Pro Fig Leaves, XXXS

March 2012

For all the mockery of bacon worship, the trend does deserve credit for redeeming reputations of the porcine variety. When I Tweeted that my 83-year-old in-law equivalent had told me there must be a worse dis of Rush Limbaugh than pig, the responses came down solidly along the lines of “don’t defame the source of so much goodness.” And it’s true: You can’t get lard from a butt cyst.

“Love sautéed spinach. Don’t think I have ever had it creamed.”

March 2012

I wish I could honestly wonder where the kkkrazies were when the Chimp and his Lump in the Bed opened the People’s House for the rare dinner. But I already know (any view is rather dark with head up rectum). Which makes it all the more pathetic that they attacked Mrs. O for serving a festive menu on a festive occasion. Anyone who believes governors on one big night should eat like everyday schoolkids needs his keyboard taken away.

Press one for sky juice

March 2012

And I’m so click-adept that most ads fly past me as I Twitter my life away. But one did catch my eye. Olives I can accept. No way in hell there is virgin coconut oil. Maybe 72 in heaven, though?

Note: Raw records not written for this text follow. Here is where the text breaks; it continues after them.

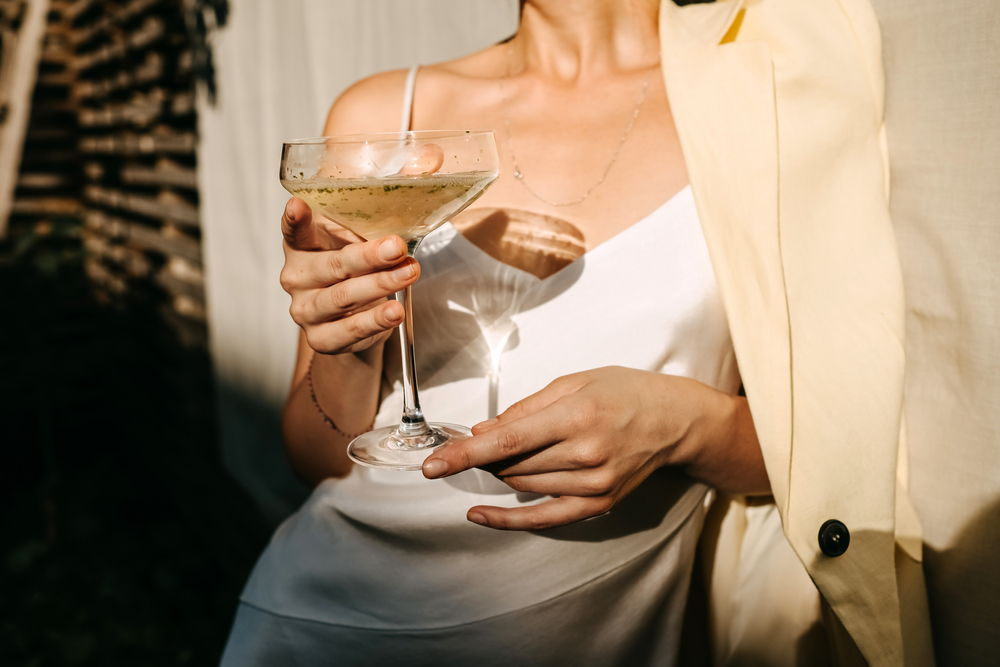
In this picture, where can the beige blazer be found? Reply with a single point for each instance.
(779, 108)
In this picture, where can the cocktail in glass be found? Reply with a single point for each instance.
(403, 183)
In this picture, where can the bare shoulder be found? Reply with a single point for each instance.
(373, 104)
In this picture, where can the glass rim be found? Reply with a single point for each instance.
(385, 137)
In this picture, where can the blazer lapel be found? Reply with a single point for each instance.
(722, 98)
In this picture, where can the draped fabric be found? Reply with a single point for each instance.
(942, 68)
(279, 66)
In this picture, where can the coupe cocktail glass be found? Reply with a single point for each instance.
(403, 183)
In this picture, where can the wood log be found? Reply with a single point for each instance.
(167, 206)
(176, 287)
(46, 206)
(134, 263)
(127, 144)
(152, 29)
(150, 70)
(44, 181)
(77, 8)
(168, 240)
(170, 176)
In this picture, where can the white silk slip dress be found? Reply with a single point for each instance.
(382, 567)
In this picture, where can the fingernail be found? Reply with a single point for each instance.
(389, 250)
(435, 468)
(404, 272)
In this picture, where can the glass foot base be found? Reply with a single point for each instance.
(384, 448)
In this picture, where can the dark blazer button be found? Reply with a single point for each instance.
(834, 538)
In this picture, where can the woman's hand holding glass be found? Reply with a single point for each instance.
(591, 438)
(340, 283)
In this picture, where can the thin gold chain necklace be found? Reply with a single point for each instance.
(519, 174)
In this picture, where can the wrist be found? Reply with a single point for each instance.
(709, 420)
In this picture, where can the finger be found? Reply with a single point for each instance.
(355, 332)
(297, 227)
(317, 270)
(552, 392)
(588, 483)
(360, 259)
(500, 443)
(355, 293)
(551, 513)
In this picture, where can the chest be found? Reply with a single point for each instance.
(597, 142)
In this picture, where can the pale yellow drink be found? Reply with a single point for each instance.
(409, 206)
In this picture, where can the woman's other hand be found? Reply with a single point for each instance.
(591, 438)
(339, 283)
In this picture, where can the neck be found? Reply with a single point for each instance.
(577, 39)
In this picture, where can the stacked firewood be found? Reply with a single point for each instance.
(128, 66)
(47, 184)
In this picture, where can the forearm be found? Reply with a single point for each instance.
(721, 447)
(346, 387)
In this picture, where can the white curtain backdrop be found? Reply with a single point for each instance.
(279, 66)
(942, 65)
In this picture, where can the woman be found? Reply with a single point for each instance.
(611, 590)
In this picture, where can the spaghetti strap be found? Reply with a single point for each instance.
(411, 82)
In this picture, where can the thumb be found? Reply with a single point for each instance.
(297, 227)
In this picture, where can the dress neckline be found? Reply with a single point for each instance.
(467, 247)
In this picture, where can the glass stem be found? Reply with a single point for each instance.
(412, 422)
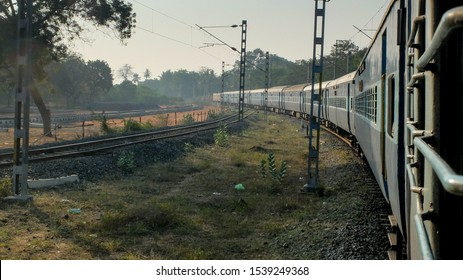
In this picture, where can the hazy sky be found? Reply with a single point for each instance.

Not from Russia with anything

March 2012

I’m slow but get it eventually: Eating at one of our favorite new restaurants again the other night finally made me realize why the owner is always here and not minding the stoves in Greece. When the going gets tough, the tough move their money. And patrons follow.

It’s raining Lorna Doones

March 2012

I sometimes feel guilty when letting my fingers do the walking in reporting these days, but if you try sometimes you can get what you need online and in books. Take my take on the Oreos centennial — judging by James Trager’s “Food Chronology,” those iconic black-on-shortening wonders originated as a knockoff of the now-long-gone Hydrox cookie. That was the “biscuit bonbon” that came into stores first. And it’s the dark secret you won’t find anywhere in the expanded press releases and blog blowouts everywhere on the anniversary. Instead, look, over there! It’s a factory tour.

Chilean shiver wine at Etna prices

March 2012

I also had a sobering conversation over at the best cookbook store, on whether hard times and hard-time Americans cooking more at home have been good for the printed word, as so much old-style media verbiage has indicated. Short answer: WTF? If people have no money for meat, how in Escoffier’s name are they going to be able to come out and buy cookbooks? If they have Al Gore’s great gift of the internets, they’re gonna be clicking . . .

Dog “dirt” or tournedos?

March 2012

And I shouldn’t mock, because I once had an ill-thought-out letter published in the birdcage liner for wingnuts, too. But the (unlinkable) one from a woman responding to a front-page story on wine at White Castle had me almost ROFL for the lack of self-awareness. If Mom was bringing rebottled vino to McD’s and Burger King 40 years ago, it was not because she wanted to evoke midnight in Paris. She was leaning on mother’s little helper before Prozac and Valium.

It’s not the molecules, it’s the moochin’

March 2012

Finally, my compliments to the typist, but overindulgence in sugar, especially by the subsidized poors, is not “the biggest public health challenge facing the developed world.” That would be denial of climate change as the population keeps growing (and as the kkkrazies try to outlaw birth control). Crops all over the stressed world are being wiped out by drought and floods, hurricanes and tsunamis, freak ice storms and aberrant warm winters. I’ll even list nuclear meltdowns, because it’s 30-some years since the push-back against that energy source, and still we’re vulnerable. (I’ll throw in oil spills for the same reason.) You won’t hear it put this way, but we’re simply destroying our own habitat while refusing to acknowledge the planet will still be here, evolving with sugar cane, long after obese and diabetic humans have gone the way of pterodactyls. I’d also believe less in string-pullers if this screed hadn’t targeted the poorest people in this country. A cake a day was antidepressant for my destitute family; deprivation could equal cruelty if sugar got swept away along with HFCS. If you want to regulate the white stuff, please say you mean the little snots on Carnegie Hill will have no access to cupcakes at any price. Otherwise it’s clear sugar is not the only thing that can be spun.